Les patrons des chaînes francophones, dont les directeurs généraux de la RTI et de NCI, dénoncent un choix inédit et partial, qu’ils attribuent à l’influence d’un opérateur français de télévision payante, très implanté en Afrique francophone. Selon eux, cette nouvelle répartition place la CAF dans une posture de favoritisme au détriment des médias publics africains, pourtant acteurs historiques de la diffusion des compétitions continentales.

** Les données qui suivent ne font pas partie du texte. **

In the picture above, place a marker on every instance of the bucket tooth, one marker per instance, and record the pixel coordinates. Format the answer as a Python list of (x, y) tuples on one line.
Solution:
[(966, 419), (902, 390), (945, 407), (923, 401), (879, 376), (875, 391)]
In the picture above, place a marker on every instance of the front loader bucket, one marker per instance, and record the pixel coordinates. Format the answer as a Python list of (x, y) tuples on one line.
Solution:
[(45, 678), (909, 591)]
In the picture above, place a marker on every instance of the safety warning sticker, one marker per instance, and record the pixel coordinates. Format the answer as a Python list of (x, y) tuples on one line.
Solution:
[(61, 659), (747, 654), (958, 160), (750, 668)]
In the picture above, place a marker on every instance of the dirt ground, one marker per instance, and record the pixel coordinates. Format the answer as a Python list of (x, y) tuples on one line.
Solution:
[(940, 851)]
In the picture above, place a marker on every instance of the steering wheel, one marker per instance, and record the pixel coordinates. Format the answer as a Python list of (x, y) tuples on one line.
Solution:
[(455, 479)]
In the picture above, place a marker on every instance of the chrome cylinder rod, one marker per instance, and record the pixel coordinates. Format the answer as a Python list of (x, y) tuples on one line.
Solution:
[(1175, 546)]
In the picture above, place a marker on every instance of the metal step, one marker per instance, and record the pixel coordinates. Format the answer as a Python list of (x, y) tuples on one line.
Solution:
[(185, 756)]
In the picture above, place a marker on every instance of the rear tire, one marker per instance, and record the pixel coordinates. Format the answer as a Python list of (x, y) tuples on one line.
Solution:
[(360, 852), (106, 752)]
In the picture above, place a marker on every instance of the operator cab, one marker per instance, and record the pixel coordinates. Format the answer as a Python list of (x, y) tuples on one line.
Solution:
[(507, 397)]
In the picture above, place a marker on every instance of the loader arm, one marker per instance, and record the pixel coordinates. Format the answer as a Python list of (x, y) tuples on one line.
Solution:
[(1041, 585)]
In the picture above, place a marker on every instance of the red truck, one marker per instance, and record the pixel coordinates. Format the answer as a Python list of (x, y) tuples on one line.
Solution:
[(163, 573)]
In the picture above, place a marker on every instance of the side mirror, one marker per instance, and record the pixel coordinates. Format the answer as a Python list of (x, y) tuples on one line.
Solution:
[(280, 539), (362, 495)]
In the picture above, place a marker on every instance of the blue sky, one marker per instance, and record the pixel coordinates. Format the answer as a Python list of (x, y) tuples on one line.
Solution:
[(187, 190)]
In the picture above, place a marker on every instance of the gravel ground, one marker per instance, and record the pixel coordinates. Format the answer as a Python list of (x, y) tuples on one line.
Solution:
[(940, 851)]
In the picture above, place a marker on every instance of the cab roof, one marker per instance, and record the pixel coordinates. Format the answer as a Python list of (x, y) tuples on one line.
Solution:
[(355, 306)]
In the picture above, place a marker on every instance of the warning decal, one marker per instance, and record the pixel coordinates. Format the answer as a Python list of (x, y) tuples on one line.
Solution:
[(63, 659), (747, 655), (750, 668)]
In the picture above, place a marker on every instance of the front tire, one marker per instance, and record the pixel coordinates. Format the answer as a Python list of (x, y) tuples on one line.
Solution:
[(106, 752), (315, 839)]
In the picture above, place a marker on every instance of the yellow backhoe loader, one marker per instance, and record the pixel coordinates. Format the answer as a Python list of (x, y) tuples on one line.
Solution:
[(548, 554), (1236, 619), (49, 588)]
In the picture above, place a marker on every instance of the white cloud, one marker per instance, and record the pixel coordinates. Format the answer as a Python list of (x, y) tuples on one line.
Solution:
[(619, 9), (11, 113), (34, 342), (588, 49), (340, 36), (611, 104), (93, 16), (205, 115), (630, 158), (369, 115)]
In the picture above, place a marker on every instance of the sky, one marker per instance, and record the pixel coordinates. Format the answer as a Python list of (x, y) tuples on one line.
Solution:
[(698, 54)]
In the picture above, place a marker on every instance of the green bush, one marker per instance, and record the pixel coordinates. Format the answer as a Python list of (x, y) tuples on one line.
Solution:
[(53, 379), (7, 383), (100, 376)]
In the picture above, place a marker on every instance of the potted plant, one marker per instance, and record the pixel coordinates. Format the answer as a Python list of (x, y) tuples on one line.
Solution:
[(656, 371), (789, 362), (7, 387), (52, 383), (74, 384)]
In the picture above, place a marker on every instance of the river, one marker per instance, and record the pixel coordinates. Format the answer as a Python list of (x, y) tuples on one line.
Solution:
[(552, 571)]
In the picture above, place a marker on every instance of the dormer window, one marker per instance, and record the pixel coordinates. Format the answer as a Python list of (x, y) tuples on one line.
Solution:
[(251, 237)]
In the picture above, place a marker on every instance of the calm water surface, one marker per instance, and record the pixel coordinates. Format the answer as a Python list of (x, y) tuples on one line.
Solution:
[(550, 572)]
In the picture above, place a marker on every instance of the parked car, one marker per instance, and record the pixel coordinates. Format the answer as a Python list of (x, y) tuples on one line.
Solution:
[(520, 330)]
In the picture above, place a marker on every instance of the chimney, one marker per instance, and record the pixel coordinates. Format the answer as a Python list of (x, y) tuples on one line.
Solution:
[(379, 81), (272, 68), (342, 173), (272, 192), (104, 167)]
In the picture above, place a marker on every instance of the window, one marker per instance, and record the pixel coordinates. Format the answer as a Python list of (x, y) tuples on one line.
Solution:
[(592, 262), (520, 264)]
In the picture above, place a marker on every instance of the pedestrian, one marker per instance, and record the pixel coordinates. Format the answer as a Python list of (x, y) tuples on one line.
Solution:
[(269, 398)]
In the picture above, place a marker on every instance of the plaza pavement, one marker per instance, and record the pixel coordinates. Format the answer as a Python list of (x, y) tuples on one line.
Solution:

Le collectif relève également une incohérence majeure : cette restriction ne concerne que les pays francophones d’Afrique subsaharienne, une zone où le diffuseur payant français aura, lui, le privilège de proposer l’ensemble des matchs de la CAN 2025.
Pour des millions de téléspectateurs francophones habitués à suivre gratuitement tous les matchs sur leurs chaînes nationales, cette situation s’apparente à une véritable rupture. Ils devront désormais s’abonner obligatoirement au bouquet payant pour profiter de l’intégralité du tournoi.
Cette limitation, perçue comme une privation de liberté de choix pour les supporters, risque d’alimenter la colère des associations de consommateurs. Celles-ci ne manqueront pas d’interroger la CAF sur les motivations d’une décision qui, pour la première fois, exclut les télévisions nationales francophones d’une couverture complète de la CAN.